To understand the composition of a compound like nicotine, calculating the molar mass is crucial. Molar mass is the weight of one mole of a substance and is typically expressed in grams per mole (g/mol). For calculating the molar mass of a molecule, you need to know the atomic masses of each element involved. Simply multiply the atomic mass of each element by the number of atoms present in the molecule and sum them up.

In the given exercise, the empirical formula for nicotine is determined to be \(C_5H_7N\). To calculate its molar mass, consider the atomic masses: carbon (C) is approximately 12.01 g/mol, hydrogen (H) is approximately 1.008 g/mol, and nitrogen (N) is about 14.01 g/mol.

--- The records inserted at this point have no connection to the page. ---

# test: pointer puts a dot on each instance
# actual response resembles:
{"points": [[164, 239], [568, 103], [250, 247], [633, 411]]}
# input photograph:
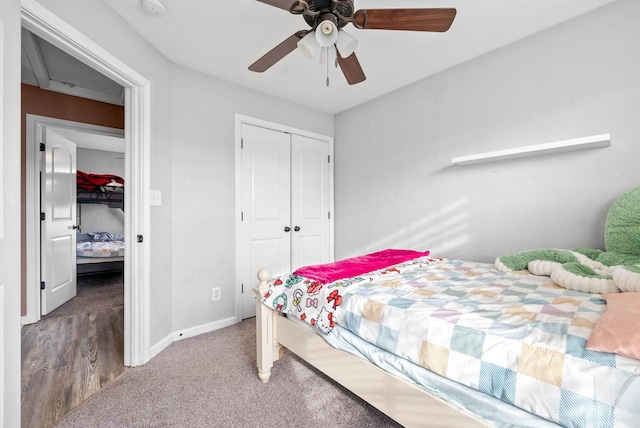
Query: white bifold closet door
{"points": [[285, 205]]}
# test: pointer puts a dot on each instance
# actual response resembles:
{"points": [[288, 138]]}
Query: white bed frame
{"points": [[402, 401]]}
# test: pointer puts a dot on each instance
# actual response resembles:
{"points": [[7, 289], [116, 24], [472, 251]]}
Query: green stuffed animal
{"points": [[587, 269]]}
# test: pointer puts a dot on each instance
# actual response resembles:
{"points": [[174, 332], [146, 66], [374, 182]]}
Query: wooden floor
{"points": [[66, 359]]}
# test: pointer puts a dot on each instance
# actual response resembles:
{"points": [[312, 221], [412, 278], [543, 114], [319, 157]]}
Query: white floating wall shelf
{"points": [[592, 142]]}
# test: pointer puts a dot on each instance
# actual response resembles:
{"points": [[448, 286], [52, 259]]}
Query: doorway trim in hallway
{"points": [[45, 24]]}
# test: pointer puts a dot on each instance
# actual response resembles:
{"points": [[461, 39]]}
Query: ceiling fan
{"points": [[326, 38]]}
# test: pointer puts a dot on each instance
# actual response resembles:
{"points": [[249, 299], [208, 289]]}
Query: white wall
{"points": [[9, 213], [396, 187], [203, 156], [99, 217], [96, 20]]}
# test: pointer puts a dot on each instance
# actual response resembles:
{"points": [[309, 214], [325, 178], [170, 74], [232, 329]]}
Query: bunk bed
{"points": [[99, 252]]}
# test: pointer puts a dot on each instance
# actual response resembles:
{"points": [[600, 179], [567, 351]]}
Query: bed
{"points": [[99, 252], [437, 342], [107, 189]]}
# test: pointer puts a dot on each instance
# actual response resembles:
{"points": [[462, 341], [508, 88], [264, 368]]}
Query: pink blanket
{"points": [[354, 266]]}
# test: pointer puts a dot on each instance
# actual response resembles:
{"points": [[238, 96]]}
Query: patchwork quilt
{"points": [[515, 336], [100, 249]]}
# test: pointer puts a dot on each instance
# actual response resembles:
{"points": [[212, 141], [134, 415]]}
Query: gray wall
{"points": [[203, 165], [192, 164], [396, 186]]}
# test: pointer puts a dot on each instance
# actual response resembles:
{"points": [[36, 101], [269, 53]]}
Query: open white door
{"points": [[58, 225]]}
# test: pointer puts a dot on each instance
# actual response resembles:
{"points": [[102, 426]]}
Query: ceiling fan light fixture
{"points": [[326, 33], [155, 7], [346, 43], [308, 45], [328, 55]]}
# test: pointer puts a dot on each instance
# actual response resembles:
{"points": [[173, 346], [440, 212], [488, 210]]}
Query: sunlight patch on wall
{"points": [[445, 231]]}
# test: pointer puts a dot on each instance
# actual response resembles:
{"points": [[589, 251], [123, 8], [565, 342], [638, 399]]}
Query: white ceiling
{"points": [[222, 38]]}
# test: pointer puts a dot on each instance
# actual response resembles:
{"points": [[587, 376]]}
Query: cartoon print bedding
{"points": [[515, 336]]}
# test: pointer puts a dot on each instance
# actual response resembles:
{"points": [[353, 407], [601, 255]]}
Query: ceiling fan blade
{"points": [[282, 4], [438, 19], [351, 68], [277, 53]]}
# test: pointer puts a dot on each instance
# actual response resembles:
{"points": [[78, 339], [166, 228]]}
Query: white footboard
{"points": [[266, 329]]}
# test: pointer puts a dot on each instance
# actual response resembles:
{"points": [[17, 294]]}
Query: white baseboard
{"points": [[190, 332]]}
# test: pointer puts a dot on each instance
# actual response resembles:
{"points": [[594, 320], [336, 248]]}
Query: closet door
{"points": [[310, 195], [266, 207]]}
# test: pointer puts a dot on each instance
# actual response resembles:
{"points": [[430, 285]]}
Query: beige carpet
{"points": [[211, 381]]}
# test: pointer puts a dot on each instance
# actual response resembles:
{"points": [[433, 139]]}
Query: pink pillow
{"points": [[617, 330]]}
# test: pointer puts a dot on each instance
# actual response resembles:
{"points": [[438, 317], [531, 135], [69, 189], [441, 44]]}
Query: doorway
{"points": [[38, 20]]}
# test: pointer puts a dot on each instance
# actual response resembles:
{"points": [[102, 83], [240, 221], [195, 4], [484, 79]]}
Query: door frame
{"points": [[239, 121], [35, 125], [40, 21]]}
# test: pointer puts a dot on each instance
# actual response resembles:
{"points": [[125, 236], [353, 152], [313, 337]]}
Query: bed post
{"points": [[266, 344]]}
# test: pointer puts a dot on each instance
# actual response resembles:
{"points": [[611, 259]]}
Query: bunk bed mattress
{"points": [[100, 249], [513, 336]]}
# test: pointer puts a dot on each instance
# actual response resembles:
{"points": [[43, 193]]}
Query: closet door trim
{"points": [[239, 121]]}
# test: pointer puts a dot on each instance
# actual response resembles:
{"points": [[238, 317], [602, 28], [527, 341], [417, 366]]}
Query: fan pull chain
{"points": [[327, 68]]}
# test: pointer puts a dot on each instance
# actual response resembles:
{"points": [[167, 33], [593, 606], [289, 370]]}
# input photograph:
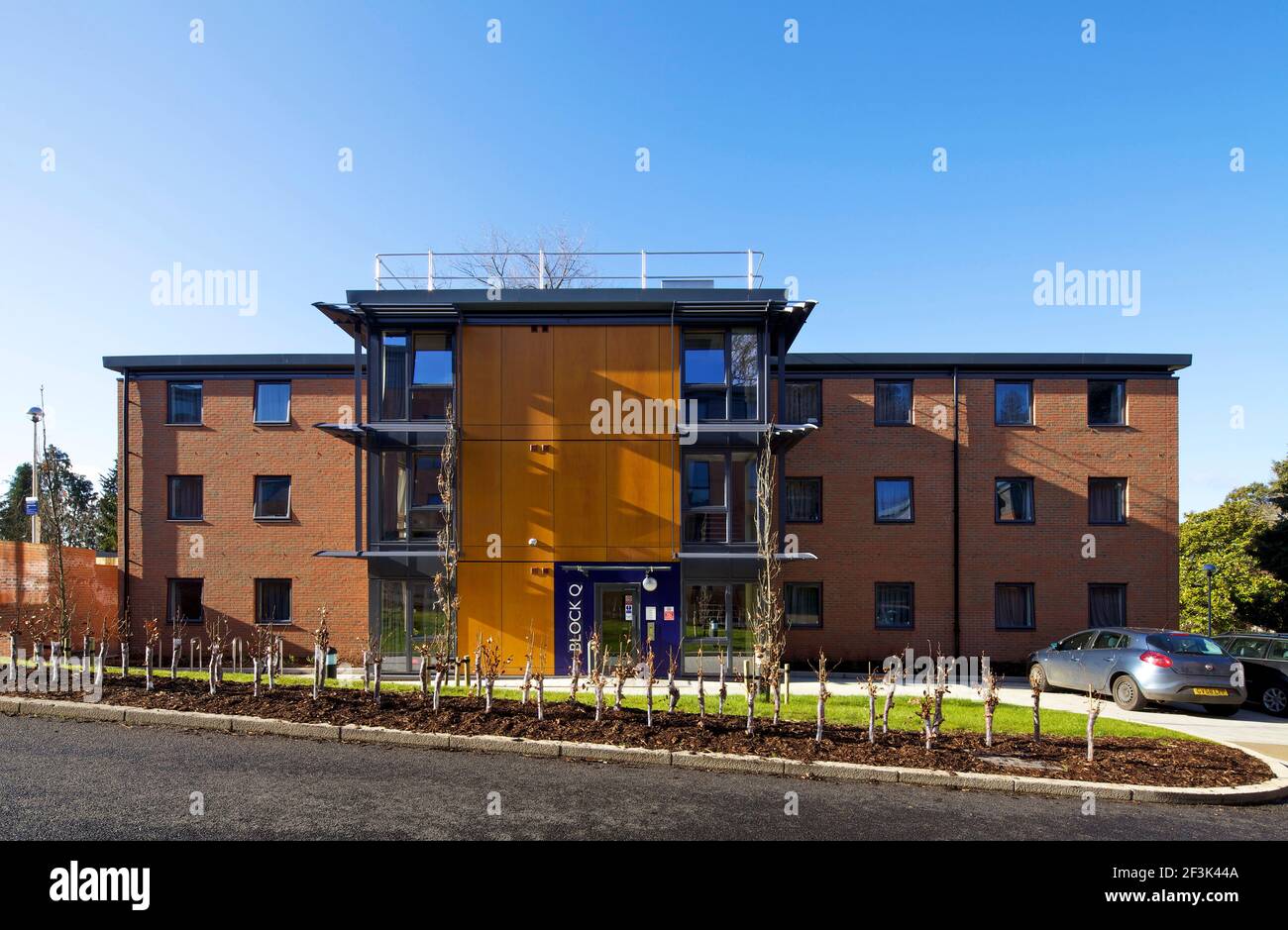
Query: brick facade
{"points": [[228, 549], [1060, 453]]}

We multiply the number of each type of atom by its atomic mass and add them together:

• Carbon: \(5 \times 12.01 = 60.05\) g/mol
• Hydrogen: \(7 \times 1.008 = 7.056\) g/mol
• Nitrogen: \(1 \times 14.01 = 14.01\) g/mol

The total molar mass of the empirical formula \(C_5H_7N\) is approximately 81.116 g/mol, which helps in determining the molecular formula when compared to the known molar mass of 162 g/mol for nicotine.

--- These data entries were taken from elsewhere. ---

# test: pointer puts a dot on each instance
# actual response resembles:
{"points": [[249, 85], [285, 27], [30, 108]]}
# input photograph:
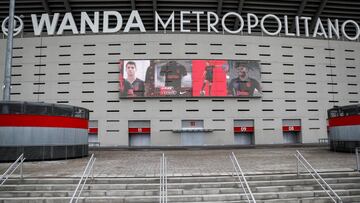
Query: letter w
{"points": [[50, 27]]}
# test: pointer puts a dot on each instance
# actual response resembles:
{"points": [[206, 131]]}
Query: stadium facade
{"points": [[304, 68]]}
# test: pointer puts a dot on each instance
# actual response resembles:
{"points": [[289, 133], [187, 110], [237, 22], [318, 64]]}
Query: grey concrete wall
{"points": [[301, 79]]}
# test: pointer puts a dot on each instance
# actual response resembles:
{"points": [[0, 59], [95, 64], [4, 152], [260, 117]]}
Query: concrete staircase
{"points": [[210, 188]]}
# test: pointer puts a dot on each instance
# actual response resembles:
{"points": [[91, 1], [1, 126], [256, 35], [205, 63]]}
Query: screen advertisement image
{"points": [[189, 78]]}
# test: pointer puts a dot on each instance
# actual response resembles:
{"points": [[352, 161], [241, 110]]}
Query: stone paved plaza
{"points": [[192, 162]]}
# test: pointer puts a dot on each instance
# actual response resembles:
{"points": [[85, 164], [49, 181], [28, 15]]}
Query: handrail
{"points": [[329, 191], [88, 169], [357, 149], [163, 180], [19, 162], [239, 172]]}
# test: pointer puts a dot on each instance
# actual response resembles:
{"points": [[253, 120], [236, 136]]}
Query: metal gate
{"points": [[192, 134]]}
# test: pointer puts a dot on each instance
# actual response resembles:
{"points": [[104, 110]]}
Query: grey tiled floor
{"points": [[186, 162]]}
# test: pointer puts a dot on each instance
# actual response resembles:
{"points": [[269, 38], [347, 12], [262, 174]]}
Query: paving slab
{"points": [[134, 163]]}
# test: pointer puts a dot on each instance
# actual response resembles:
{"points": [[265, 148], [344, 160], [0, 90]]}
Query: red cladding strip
{"points": [[291, 128], [243, 129], [139, 130], [344, 121], [93, 130], [22, 120]]}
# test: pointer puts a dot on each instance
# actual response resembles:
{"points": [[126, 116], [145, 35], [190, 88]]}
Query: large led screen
{"points": [[189, 78]]}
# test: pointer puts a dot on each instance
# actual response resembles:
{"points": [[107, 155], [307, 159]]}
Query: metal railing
{"points": [[163, 180], [240, 174], [88, 169], [12, 168], [357, 149], [326, 187]]}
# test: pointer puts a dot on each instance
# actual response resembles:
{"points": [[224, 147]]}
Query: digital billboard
{"points": [[189, 78]]}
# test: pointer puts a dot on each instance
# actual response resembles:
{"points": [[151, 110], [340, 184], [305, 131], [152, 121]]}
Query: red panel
{"points": [[22, 120], [244, 129], [139, 130], [344, 121], [93, 130], [291, 128], [218, 87]]}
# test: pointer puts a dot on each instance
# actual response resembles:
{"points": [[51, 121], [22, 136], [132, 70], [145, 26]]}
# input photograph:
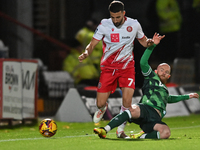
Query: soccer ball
{"points": [[48, 127]]}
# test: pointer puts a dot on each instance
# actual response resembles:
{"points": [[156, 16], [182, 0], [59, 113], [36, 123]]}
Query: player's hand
{"points": [[150, 42], [157, 38], [83, 56], [193, 95]]}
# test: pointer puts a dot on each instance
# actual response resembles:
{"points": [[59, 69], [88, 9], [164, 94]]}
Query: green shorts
{"points": [[148, 118]]}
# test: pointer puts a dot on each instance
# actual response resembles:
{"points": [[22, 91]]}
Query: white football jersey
{"points": [[118, 42]]}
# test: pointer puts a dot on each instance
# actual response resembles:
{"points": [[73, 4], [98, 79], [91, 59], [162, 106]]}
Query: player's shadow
{"points": [[128, 140]]}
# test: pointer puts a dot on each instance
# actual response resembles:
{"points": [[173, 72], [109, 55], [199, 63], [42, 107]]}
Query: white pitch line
{"points": [[26, 139]]}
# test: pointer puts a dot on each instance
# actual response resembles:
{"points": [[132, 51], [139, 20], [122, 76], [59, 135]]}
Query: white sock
{"points": [[122, 126]]}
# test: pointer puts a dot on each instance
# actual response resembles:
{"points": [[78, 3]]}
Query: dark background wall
{"points": [[61, 19]]}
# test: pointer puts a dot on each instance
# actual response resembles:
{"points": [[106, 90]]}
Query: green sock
{"points": [[118, 120], [153, 135]]}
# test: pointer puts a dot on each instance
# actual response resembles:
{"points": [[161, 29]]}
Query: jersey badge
{"points": [[114, 37], [129, 28]]}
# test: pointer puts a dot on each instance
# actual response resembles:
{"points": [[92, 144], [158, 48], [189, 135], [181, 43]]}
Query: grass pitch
{"points": [[185, 135]]}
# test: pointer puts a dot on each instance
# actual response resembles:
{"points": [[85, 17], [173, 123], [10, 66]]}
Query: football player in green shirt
{"points": [[148, 113]]}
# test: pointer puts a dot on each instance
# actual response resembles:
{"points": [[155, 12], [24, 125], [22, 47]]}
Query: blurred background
{"points": [[42, 29]]}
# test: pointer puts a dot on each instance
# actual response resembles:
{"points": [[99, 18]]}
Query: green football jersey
{"points": [[155, 93]]}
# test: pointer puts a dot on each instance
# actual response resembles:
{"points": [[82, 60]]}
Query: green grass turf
{"points": [[185, 135]]}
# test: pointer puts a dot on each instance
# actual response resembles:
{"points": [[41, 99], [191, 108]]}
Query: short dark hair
{"points": [[116, 6]]}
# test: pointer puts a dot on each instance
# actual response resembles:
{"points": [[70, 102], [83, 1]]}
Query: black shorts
{"points": [[148, 118]]}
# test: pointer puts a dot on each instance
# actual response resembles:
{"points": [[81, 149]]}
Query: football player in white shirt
{"points": [[117, 63]]}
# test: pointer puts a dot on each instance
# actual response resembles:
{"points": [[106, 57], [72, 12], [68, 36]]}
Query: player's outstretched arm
{"points": [[88, 49], [157, 38], [193, 95]]}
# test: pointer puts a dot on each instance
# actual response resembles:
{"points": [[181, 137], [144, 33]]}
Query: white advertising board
{"points": [[29, 75]]}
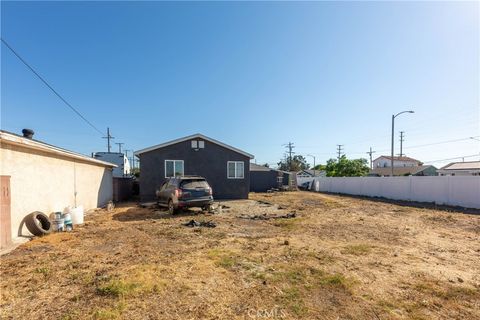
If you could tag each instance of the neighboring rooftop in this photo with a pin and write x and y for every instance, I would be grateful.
(400, 171)
(15, 139)
(468, 165)
(398, 158)
(193, 136)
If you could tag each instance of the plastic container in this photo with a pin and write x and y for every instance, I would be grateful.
(59, 225)
(77, 215)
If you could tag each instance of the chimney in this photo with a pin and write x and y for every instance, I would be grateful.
(28, 133)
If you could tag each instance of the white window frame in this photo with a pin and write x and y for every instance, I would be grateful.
(243, 172)
(165, 168)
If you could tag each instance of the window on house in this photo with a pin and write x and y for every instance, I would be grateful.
(235, 169)
(173, 168)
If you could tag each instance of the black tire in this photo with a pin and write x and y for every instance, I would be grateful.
(171, 207)
(38, 223)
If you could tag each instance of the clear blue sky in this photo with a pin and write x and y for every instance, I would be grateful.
(253, 75)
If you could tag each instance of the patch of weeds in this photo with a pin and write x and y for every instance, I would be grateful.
(291, 298)
(287, 224)
(43, 270)
(110, 313)
(334, 280)
(357, 249)
(448, 293)
(224, 258)
(117, 288)
(323, 257)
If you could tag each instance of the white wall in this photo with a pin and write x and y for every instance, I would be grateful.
(386, 163)
(455, 191)
(301, 180)
(47, 183)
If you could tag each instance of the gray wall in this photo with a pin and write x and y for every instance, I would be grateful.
(261, 181)
(209, 162)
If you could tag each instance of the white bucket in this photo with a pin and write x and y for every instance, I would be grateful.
(77, 215)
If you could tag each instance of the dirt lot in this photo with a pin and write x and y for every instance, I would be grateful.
(339, 258)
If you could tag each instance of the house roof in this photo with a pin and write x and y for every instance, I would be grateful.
(256, 167)
(193, 136)
(469, 165)
(398, 158)
(311, 172)
(15, 139)
(399, 171)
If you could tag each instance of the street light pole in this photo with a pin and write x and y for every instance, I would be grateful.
(393, 134)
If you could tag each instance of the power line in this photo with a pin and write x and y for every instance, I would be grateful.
(440, 160)
(50, 87)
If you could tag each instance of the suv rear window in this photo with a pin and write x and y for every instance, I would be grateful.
(193, 184)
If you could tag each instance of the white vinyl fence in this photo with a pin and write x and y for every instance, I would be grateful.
(463, 191)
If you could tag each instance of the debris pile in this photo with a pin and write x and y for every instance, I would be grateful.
(267, 217)
(206, 224)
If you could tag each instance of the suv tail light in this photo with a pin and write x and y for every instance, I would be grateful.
(178, 193)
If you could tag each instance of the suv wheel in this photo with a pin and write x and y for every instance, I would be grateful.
(171, 207)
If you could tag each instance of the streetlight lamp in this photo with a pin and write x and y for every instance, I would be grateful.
(309, 155)
(393, 134)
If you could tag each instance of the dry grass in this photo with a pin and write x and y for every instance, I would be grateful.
(339, 258)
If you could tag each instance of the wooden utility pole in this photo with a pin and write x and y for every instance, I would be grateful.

Analyzing the chemical composition is essential to deduce the empirical formula from percent composition. In this process, we assume a sample size of 100 grams for simplicity. The given percentages are then directly converted into grams.

• Carbon: 74.0% translates to 74.0 grams of carbon.
• Hydrogen: 8.65% becomes 8.65 grams of hydrogen.
• Nitrogen: 17.35% translates to 17.35 grams of nitrogen.

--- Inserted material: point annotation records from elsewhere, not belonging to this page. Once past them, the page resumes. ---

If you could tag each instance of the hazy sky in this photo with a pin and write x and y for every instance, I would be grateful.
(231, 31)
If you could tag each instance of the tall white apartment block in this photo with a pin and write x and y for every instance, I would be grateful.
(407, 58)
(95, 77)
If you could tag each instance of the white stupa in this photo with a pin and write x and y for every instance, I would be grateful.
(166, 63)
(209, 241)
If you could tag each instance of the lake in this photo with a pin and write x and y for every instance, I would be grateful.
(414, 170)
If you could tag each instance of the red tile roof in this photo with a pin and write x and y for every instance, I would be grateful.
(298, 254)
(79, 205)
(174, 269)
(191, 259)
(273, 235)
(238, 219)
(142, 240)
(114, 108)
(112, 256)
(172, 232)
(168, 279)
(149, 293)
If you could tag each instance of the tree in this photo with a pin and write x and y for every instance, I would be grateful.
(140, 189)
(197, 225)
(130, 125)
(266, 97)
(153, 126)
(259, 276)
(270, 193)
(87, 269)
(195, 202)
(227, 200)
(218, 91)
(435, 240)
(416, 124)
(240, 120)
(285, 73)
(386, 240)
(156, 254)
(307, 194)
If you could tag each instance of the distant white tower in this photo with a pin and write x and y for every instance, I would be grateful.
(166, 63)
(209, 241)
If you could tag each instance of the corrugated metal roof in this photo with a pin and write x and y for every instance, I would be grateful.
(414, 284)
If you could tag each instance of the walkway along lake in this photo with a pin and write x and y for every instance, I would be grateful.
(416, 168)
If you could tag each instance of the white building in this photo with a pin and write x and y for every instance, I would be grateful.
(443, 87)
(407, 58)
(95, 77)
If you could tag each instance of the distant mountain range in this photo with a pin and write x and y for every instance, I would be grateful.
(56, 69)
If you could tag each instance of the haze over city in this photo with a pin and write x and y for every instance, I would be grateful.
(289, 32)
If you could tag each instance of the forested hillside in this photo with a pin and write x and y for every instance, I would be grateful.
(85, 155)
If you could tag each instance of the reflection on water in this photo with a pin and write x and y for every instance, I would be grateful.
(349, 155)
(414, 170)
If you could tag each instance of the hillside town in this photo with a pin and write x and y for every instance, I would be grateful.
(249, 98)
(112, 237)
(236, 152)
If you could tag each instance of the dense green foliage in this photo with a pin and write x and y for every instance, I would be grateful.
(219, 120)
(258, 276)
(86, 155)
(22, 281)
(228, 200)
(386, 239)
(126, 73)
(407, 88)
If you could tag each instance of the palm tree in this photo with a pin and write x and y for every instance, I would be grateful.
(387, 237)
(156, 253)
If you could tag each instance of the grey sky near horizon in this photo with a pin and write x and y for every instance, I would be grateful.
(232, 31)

After converting these masses into moles using the atomic masses of the elements, we obtain the number of moles of each element present in the compound.

• Carbon: \( \frac{74.0 \text{ g C}}{12.01 \text{ g/mol}} = 6.16 \text{ mol C}\)
• Hydrogen: \( \frac{8.65 \text{ g H}}{1.008 \text{ g/mol}} = 8.58 \text{ mol H}\)
• Nitrogen: \( \frac{17.35 \text{ g N}}{14.01 \text{ g/mol}} = 1.24 \text{ mol N}\)

Next, the mole quantities are converted into the simplest whole-number ratio, with the smallest mole quantity as the divisor. This ratio gives us the empirical formula of the compound, which is used as a stepping-stone to the molecular formula.

Converting percent composition into a practical empirical formula requires precision and understanding of mole concepts.

To carry out a percent composition conversion effectively, assume a hypothetical sample size that simplifies calculations, such as 100 grams. This converts percentage composition directly into gram measurements.

Once you have the percentage-by-mass, they need to be converted into moles using their respective atomic weights, which allows for a direct comparison of the number of moles.

• A percentage of 100 g makes it easy to say "74 g of carbon gives 6.16 moles of carbon" based on its atomic weight. This conversion method is essential for both empirical and molecular formula calculations.

In the case of nicotine, understanding and accurately converting the percent composition ensures that you can reliably calculate both empirical and the extended molecular formulas. This step-by-step conversion and calculation teach significant skills involved in general chemical equation balancing and compounds analysis.